I was at an IT conference a few years ago. The speaker was talking about application testing. At the beginning of his talk, he asked the audience:
“Please raise your hand if you flew here from out of town.”
Most of the audience raised their hands. The speaker then said:
“OK, now if you knew that the airplane you flew on had been tested the same way your company tests its applications, would you have still flown on that plane?
After some uneasy chuckling, every hand went down. Not a great affirmation of the state of application testing in most IT shops.
Thank goodness airplanes, and in fact virtually all systems and infrastructure we use in the real world are not tested the way we test our applications. And yet we depend on those applications in much the same way as we depend on machines and infrastructure in the physical world.
If we look at any physical system we depend on, such as our water supply, electrical supply, the phone system, subways and traffic lights, we see that all of them have two things in common to manage their operations.
- Prior to any changes in the system, there are extensive tests to make sure there are no negative impacts from those changes
- Ongoing monitoring of those systems to catch issues before they become problems
We’ve all seen pictures of control rooms like the one below with people monitoring activities and catching issues before they become costly problems.
But problems still do happen. For example, in 2003 a software bug caused a broad power outage to the north-eastern and north-central US and parts of Canada affecting over 40,000,000 people.
Imagine what would happen if these monitoring systems didn’t exist? And yet, when it comes to critical IT applications, we don’t see this same type of diligence to ensure the applications are working as expected.
Most companies have systems monitoring or network monitoring applications to ensure the hardware, operating systems, databases, applications etc. are up and running.

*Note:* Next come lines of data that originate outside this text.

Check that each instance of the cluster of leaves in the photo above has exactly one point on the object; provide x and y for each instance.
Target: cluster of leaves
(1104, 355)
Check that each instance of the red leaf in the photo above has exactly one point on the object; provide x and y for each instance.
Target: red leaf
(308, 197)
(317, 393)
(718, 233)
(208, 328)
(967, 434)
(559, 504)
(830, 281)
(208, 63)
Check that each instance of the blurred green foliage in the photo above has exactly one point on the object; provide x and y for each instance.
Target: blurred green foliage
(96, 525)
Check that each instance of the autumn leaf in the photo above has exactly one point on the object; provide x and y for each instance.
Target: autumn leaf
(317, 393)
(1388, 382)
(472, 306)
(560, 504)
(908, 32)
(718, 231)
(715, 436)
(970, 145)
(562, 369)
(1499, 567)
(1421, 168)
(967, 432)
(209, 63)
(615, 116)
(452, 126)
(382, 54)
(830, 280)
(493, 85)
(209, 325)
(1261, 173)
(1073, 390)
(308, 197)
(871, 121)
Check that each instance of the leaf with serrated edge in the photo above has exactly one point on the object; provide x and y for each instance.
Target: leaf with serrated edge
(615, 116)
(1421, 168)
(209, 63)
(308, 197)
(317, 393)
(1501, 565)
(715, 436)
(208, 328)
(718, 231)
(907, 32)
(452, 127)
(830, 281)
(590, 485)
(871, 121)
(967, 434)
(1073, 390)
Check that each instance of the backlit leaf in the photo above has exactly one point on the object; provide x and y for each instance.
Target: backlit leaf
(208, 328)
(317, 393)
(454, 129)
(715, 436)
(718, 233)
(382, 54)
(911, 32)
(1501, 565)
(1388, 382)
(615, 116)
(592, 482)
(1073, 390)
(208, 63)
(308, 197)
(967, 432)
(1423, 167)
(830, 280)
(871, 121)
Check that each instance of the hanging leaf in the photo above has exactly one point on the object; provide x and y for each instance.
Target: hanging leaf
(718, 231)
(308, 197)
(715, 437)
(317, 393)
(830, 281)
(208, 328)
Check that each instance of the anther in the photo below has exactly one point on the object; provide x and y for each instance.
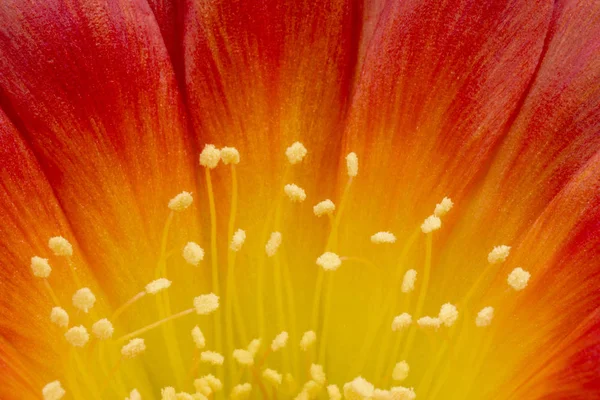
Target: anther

But few companies, if any, have automation in place that actually focuses on the completeness and accuracy of the data that is being processed and output by those systems.

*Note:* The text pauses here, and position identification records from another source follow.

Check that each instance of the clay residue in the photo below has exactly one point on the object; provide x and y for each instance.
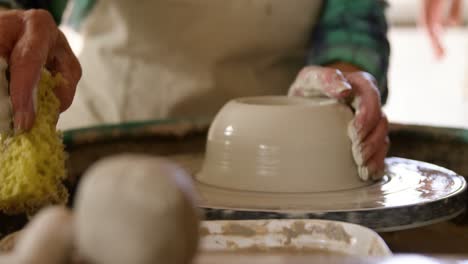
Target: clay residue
(291, 250)
(331, 231)
(238, 230)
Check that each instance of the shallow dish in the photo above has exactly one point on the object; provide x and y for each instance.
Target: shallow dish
(291, 237)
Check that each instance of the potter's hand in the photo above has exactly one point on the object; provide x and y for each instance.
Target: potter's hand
(30, 40)
(369, 128)
(435, 19)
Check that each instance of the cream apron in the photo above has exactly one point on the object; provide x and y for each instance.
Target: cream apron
(151, 59)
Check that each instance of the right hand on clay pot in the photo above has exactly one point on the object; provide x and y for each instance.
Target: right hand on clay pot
(434, 20)
(369, 129)
(30, 40)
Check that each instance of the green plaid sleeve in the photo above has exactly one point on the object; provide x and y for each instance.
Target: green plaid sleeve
(77, 11)
(55, 7)
(354, 32)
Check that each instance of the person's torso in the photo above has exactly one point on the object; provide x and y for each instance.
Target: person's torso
(151, 59)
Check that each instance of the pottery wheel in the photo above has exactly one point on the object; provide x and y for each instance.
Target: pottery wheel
(411, 194)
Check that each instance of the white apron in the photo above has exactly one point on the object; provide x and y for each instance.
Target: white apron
(151, 59)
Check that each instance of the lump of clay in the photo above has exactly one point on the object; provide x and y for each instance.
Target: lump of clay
(136, 209)
(48, 238)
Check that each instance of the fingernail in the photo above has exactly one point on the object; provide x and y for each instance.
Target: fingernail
(343, 89)
(353, 132)
(363, 173)
(378, 175)
(34, 98)
(357, 154)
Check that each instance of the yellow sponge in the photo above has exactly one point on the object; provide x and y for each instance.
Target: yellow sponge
(32, 164)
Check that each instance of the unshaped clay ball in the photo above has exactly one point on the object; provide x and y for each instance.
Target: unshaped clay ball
(136, 209)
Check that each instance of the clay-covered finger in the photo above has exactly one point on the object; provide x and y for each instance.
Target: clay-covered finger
(27, 58)
(315, 81)
(366, 103)
(363, 151)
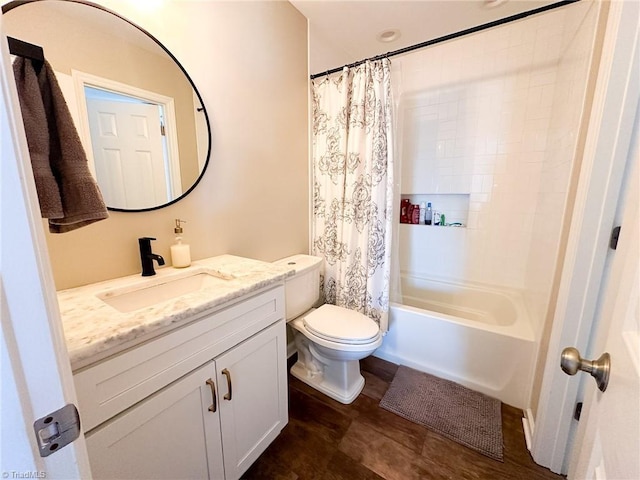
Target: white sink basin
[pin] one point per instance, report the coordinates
(141, 296)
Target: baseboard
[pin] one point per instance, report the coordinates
(528, 425)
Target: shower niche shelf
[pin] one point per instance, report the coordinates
(455, 206)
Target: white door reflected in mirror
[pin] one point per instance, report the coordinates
(130, 151)
(89, 46)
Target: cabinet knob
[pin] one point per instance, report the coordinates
(229, 393)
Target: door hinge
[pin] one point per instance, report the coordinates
(615, 234)
(577, 411)
(57, 429)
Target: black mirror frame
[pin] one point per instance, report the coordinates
(16, 3)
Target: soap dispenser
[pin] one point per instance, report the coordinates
(180, 252)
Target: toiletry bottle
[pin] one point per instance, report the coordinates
(415, 214)
(180, 252)
(404, 207)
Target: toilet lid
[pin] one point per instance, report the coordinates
(340, 325)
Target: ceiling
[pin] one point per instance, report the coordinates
(343, 32)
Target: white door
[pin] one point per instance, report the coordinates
(579, 320)
(608, 437)
(36, 375)
(128, 153)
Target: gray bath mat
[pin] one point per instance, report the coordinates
(467, 417)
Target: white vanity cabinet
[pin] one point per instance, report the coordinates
(212, 420)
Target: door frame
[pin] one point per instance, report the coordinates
(609, 134)
(82, 79)
(36, 373)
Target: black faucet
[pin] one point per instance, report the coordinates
(147, 257)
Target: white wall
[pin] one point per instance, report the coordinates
(496, 116)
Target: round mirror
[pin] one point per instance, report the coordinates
(141, 119)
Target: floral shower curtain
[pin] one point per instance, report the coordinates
(353, 187)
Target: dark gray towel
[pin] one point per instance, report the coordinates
(68, 194)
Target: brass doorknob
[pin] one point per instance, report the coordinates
(571, 363)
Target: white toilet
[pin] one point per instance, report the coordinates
(330, 340)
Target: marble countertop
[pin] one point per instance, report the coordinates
(95, 330)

Just because an application is running, it doesn’t mean it’s running correctly. And if the data produced by an application is incorrect – as presented in a report or data warehouse extract or in a business or customer facing application is incorrect, IT will hear about it hopefully sooner, or much worse, later.
Why? Because the later the incorrect data is noticed, the more harm that erroneous data could have inflicted and the more expensive it will be to correct that harm.
So let’s take a lesson from the physical world:
- First let’s put sufficient testing procedures in place so that, at minimum, we are truly confident in the robustness, scalability etc. of the applications that are put into production.
- Second, let’s ensure that we have monitoring systems in place to catch production application data issues as soon as they occur, and definitely well before they metastasize into something much larger that materially affects the business.
Not only is it an issue of the trust the company has in the data, but it’s also an issue of the trust the company has in the IT staff whose job it is to ensure complete and correct data is delivered to the business.
In subsequent posts, I will drill down further into these topics and talk about strategies and actions that can be applied to ensure the completeness and accuracy of data in enterprise applications.